Arabian Social and Economic Structure

The basic social unit of the Bedouins and other Arabs was the tribe. Consisting of people connected through kinship, tribes provided protection and support and in turn expected members’ total loyalty. Like the Germanic peoples in the age of their migrations (see “Migrating Peoples” in Chapter 8), Arab tribes were not static entities but rather continually evolving groups. A particular tribe might include both nomadic and sedentary members.

As in other nomadic societies, nomads in Arabia depended on agriculturally productive communities for food they could not produce, as well as cloth, metal products, and weapons. Nomads paid for these goods with livestock, milk and milk products, hides, and hair, items in demand in oasis towns. Nomads acquired additional income by serving as desert guides and as guards for caravans, or by creating the need for guards by plundering caravans and extorting protection money.

In northern and central Arabia in the early seventh century, tribal confederations led by their warrior elite were dominant.

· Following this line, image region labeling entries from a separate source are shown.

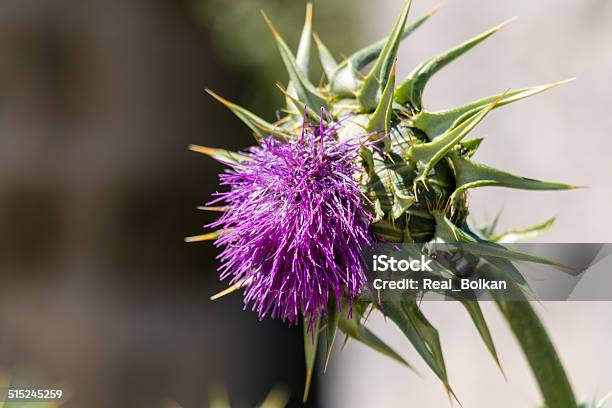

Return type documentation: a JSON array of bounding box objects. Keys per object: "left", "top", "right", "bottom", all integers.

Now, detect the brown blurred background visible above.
[
  {"left": 0, "top": 0, "right": 612, "bottom": 408},
  {"left": 0, "top": 0, "right": 358, "bottom": 408}
]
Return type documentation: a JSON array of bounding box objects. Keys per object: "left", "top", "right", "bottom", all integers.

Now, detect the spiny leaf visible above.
[
  {"left": 449, "top": 153, "right": 578, "bottom": 199},
  {"left": 460, "top": 137, "right": 484, "bottom": 157},
  {"left": 461, "top": 300, "right": 504, "bottom": 374},
  {"left": 295, "top": 2, "right": 312, "bottom": 77},
  {"left": 323, "top": 296, "right": 341, "bottom": 372},
  {"left": 206, "top": 89, "right": 288, "bottom": 140},
  {"left": 413, "top": 79, "right": 573, "bottom": 140},
  {"left": 357, "top": 0, "right": 412, "bottom": 111},
  {"left": 276, "top": 84, "right": 321, "bottom": 122},
  {"left": 382, "top": 301, "right": 456, "bottom": 398},
  {"left": 490, "top": 217, "right": 555, "bottom": 243},
  {"left": 302, "top": 317, "right": 321, "bottom": 402},
  {"left": 407, "top": 102, "right": 495, "bottom": 180},
  {"left": 433, "top": 211, "right": 567, "bottom": 270},
  {"left": 492, "top": 298, "right": 577, "bottom": 408},
  {"left": 328, "top": 7, "right": 439, "bottom": 96},
  {"left": 391, "top": 188, "right": 415, "bottom": 220},
  {"left": 366, "top": 64, "right": 397, "bottom": 152},
  {"left": 395, "top": 20, "right": 510, "bottom": 110},
  {"left": 189, "top": 144, "right": 246, "bottom": 166},
  {"left": 262, "top": 12, "right": 327, "bottom": 112},
  {"left": 287, "top": 2, "right": 312, "bottom": 113},
  {"left": 338, "top": 311, "right": 414, "bottom": 370},
  {"left": 314, "top": 34, "right": 338, "bottom": 80}
]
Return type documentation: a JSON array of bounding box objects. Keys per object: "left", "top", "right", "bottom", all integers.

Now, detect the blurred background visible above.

In the southern parts of the peninsula, however, priestly aristocracies tended to hold political power. Many oasis or market towns had a holy family who served the deity of the town and acted as the guardian of the deity’s shrine. At the shrine its priest would try to settle disputes among warring tribes. All Arabs respected the shrines because they served as neutral places for such arbitration.

The power of the northern warrior class rested on its fighting skills. The southern religious aristocracy, by contrast, depended on its religious and economic power. The political genius of Muhammad was to bind together these different tribal groups into a strong, unified state.